The 4-H and Blue Ridge district operate a fabrication laboratory, or Fab Lab, located in Pinetop. The facility is an “open door open-source educational resource” that includes several classrooms designed for STEAM (Science, Technology, Engineering, Art and Math) work. The Fab Lab is home to a collection of digital fabrication equipment and electronics platforms.

Kevin Woolridge, a science and math teacher at Blue Ridge High School who opened the lab in 2018, began working with Navajo County Extension Director Steve Gouker and two students this week to begin producing face shields.

The group hopes to create 300 face shields by the weekend and will donate what they make to the Whiteriver Indian Hospital on the Fort Apache Indian Reservation.

"I'm ecstatic to help," Woolridge said, in a statement. "We are all forced to be at home, social distancing right now. It's helping to focus our energies, and to do something like this – actually making a difference to help keep our health professionals and first responders safe – we're very excited to do this."

In addition to the face shields, Woolridge and his team are also producing an H-tube, a ventilator part that would allow one ventilator to be used on four patients in an emergency situation.

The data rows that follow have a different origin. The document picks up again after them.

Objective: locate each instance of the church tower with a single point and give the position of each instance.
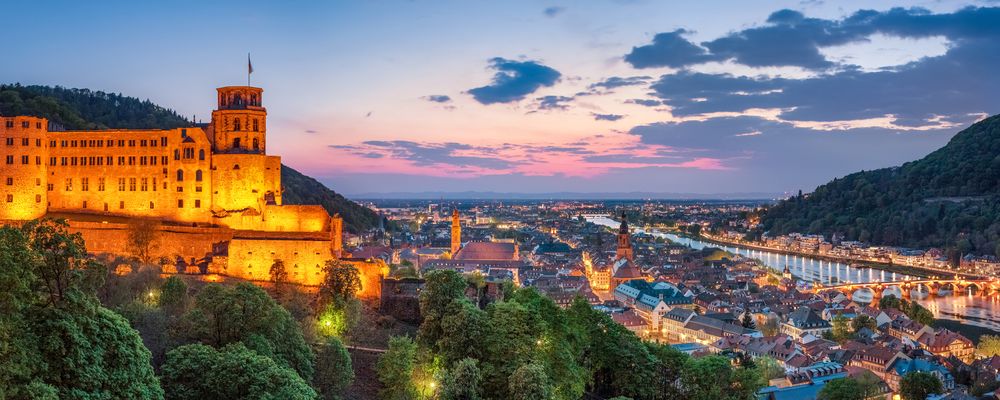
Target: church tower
(624, 241)
(456, 232)
(239, 125)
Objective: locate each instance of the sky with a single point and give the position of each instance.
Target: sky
(536, 97)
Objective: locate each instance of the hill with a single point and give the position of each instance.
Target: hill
(950, 199)
(86, 109)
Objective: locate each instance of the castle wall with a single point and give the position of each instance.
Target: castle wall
(23, 157)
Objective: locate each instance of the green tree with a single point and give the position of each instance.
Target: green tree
(529, 381)
(919, 385)
(463, 381)
(341, 282)
(195, 371)
(989, 345)
(174, 297)
(395, 370)
(334, 372)
(246, 313)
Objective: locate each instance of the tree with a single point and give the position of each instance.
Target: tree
(341, 282)
(863, 321)
(197, 371)
(463, 381)
(989, 345)
(174, 298)
(279, 275)
(143, 238)
(334, 372)
(919, 385)
(529, 381)
(395, 370)
(246, 313)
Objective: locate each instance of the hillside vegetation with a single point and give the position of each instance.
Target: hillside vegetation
(76, 109)
(949, 199)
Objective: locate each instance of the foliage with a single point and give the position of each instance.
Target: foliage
(395, 370)
(334, 372)
(197, 371)
(463, 381)
(245, 313)
(300, 189)
(989, 345)
(918, 385)
(341, 282)
(947, 199)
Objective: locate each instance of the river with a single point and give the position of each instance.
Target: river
(973, 310)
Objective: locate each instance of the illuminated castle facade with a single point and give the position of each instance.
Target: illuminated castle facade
(214, 187)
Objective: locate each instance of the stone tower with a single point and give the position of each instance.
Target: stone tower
(24, 156)
(624, 241)
(456, 232)
(239, 124)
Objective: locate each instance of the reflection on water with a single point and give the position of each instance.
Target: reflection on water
(973, 310)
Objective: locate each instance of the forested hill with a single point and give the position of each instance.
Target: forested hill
(950, 199)
(87, 109)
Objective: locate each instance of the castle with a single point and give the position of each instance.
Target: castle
(212, 188)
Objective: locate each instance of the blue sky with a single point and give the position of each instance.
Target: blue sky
(519, 96)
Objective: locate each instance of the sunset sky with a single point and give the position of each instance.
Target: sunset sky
(525, 96)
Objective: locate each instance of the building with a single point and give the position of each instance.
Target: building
(212, 190)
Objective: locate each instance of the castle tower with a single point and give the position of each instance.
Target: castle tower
(456, 232)
(624, 241)
(24, 156)
(239, 125)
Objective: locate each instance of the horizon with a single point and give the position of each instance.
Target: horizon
(551, 98)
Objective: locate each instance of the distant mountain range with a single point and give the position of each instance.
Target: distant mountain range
(474, 195)
(950, 199)
(86, 109)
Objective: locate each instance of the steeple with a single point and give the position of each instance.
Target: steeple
(624, 241)
(456, 232)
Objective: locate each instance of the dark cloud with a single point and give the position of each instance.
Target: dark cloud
(644, 102)
(617, 81)
(553, 11)
(607, 117)
(669, 49)
(789, 38)
(438, 98)
(514, 80)
(553, 102)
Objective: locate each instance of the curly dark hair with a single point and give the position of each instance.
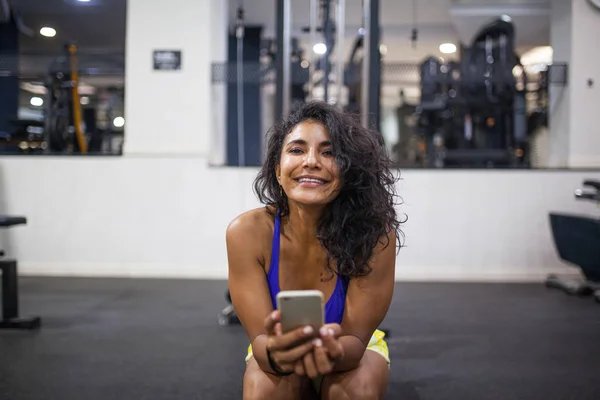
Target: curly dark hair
(364, 211)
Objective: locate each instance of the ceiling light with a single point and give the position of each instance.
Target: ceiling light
(48, 32)
(119, 122)
(448, 48)
(36, 101)
(320, 48)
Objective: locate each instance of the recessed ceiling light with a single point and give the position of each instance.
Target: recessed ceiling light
(36, 101)
(119, 122)
(48, 32)
(320, 48)
(448, 48)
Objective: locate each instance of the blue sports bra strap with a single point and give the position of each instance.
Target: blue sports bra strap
(275, 242)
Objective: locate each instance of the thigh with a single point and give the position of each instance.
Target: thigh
(261, 385)
(368, 381)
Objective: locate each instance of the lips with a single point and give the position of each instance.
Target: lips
(310, 181)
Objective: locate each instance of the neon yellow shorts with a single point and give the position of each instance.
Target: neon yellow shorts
(376, 344)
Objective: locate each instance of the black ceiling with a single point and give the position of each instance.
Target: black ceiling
(96, 25)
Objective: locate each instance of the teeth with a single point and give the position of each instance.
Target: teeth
(311, 180)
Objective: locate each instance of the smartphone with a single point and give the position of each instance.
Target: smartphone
(300, 308)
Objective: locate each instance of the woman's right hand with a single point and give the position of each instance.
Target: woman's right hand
(286, 349)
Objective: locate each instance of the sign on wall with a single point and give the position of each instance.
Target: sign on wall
(167, 60)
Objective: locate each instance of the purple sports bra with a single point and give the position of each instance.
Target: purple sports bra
(334, 308)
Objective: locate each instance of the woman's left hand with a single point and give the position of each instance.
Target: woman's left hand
(327, 350)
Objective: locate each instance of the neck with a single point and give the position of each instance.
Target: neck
(302, 222)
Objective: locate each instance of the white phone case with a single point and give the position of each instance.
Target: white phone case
(300, 308)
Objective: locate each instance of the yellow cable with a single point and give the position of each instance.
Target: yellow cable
(76, 104)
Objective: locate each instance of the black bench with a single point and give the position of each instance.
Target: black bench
(10, 286)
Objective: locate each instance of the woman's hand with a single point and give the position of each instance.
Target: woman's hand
(327, 350)
(286, 350)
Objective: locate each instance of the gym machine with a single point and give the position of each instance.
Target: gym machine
(472, 113)
(577, 241)
(63, 119)
(10, 286)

"There is not an acute need for an H-connector right now, but we started the conversation because everybody in the U.S. will be hit by a shortage assuming the current state of affairs and the supply chain disruptions continue. There just aren't enough ventilators," said Bijun Kannadath, a research assistant professor in the Department of Internal Medicine at the College of Medicine-Phoenix. "We are doing in vitro testing to investigate the potential usage and see if it's a feasible alternative, but hopefully we don't need it. It is better to have it and not need it than to need it and not have it."